Overseas partners key to ANZ dairy success
By Boyd Champness
THE best way for Australian and New Zealand dairy companies to get around unscrupulous trade barriers is to forge partnerships with overseas companies, according to a recent report.
A four-month study of the Australasian dairy industry by the international PA Consulting Group has found both countries would be better off forging alliances with European and Japanese dairy companies than rely on the elimination of trade barriers to lift export sales.
Dairy markets throughout the world remain relatively closed, with only 5% of the international dairy market traded internationally.

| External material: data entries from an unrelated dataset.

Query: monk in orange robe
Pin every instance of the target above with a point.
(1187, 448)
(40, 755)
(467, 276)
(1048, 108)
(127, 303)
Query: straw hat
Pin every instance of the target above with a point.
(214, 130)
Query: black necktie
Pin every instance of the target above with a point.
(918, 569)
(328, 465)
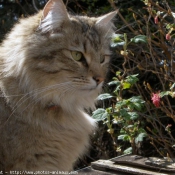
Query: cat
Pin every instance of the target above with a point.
(52, 67)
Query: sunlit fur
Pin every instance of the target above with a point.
(37, 72)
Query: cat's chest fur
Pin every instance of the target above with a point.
(52, 68)
(53, 144)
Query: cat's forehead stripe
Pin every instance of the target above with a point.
(90, 33)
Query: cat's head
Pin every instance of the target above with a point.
(63, 59)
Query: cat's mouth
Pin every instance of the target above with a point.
(96, 87)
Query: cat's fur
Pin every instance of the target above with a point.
(44, 91)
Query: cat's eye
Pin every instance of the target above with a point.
(102, 59)
(77, 56)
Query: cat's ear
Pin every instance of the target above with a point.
(54, 14)
(106, 20)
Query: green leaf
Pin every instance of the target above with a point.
(124, 114)
(140, 137)
(126, 85)
(128, 150)
(99, 114)
(164, 93)
(139, 39)
(173, 86)
(104, 96)
(114, 83)
(117, 37)
(132, 79)
(133, 115)
(124, 137)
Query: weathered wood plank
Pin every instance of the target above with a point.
(107, 165)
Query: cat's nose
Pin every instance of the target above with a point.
(98, 80)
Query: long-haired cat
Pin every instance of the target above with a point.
(52, 67)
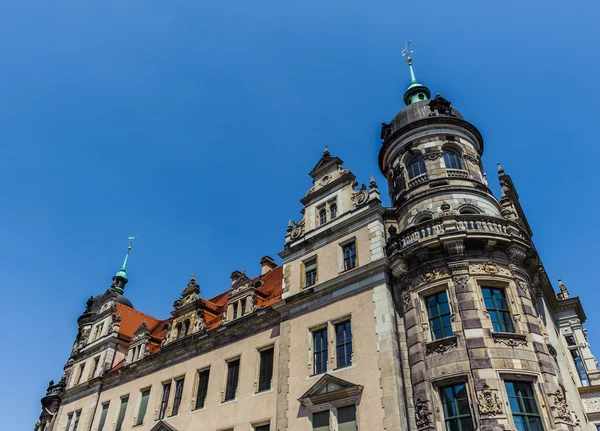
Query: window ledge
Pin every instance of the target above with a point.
(441, 346)
(511, 339)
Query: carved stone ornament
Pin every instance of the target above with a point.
(422, 413)
(298, 229)
(561, 406)
(488, 401)
(432, 156)
(471, 159)
(440, 347)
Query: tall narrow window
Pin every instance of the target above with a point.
(580, 367)
(416, 167)
(95, 367)
(266, 369)
(322, 216)
(186, 327)
(523, 406)
(69, 420)
(321, 421)
(343, 344)
(439, 315)
(233, 369)
(122, 411)
(452, 160)
(310, 272)
(178, 395)
(457, 414)
(143, 407)
(164, 402)
(497, 306)
(80, 374)
(333, 211)
(347, 418)
(202, 388)
(103, 414)
(349, 255)
(76, 421)
(320, 351)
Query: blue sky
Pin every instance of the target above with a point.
(194, 124)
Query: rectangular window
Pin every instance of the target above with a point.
(178, 395)
(320, 351)
(143, 407)
(497, 306)
(95, 367)
(347, 418)
(69, 420)
(266, 369)
(321, 421)
(521, 399)
(164, 402)
(80, 374)
(233, 369)
(310, 272)
(455, 403)
(103, 414)
(76, 422)
(202, 388)
(349, 255)
(438, 311)
(580, 367)
(122, 411)
(343, 344)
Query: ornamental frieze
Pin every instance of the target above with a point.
(489, 268)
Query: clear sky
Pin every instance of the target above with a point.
(193, 124)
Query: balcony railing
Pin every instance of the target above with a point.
(450, 224)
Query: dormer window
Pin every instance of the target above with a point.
(452, 160)
(322, 216)
(416, 167)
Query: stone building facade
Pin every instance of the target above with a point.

PA Consulting Group argues the only means of gaining access to the remaining 95% of “in-house” dairy markets is through overseas investments and alliances.
According to the report, which was published in The Weekly Times, farmers are routinely fed the argument that the elimination of trade barriers could improve export prices by as much as 80% – but there is little evidence that Europe, the USA and Japan are doing much on this front.
“In light of the political difficulties resulting from the recent collapse of the world trade talks in Seattle, it is difficult to see further significant trade liberalisation in the near term,” the PA Group reported.
“In fact, governments (EU and Japan) are increasingly having to consider a much broader range of issues – consumer unwillingness to accept genetically modified foods … animal welfare and global food security.
“A possible consequence of these issues is that governments may be encouraged and indeed find it easier to increase non-tariff barriers.”
Rather than wasting time, energy and money fighting these tariffs head on, the PA Consulting Group recommends dairy companies merge and acquire or form joint-ventures with dairy companies in other countries
“There are clear investment opportunities in countries such as Germany, France and South America where milk production is high, and the dairy industry is fragmented,” the consultants reported.
“This window, however, will not remain open for long, since other major dairy companies are targeting these countries.”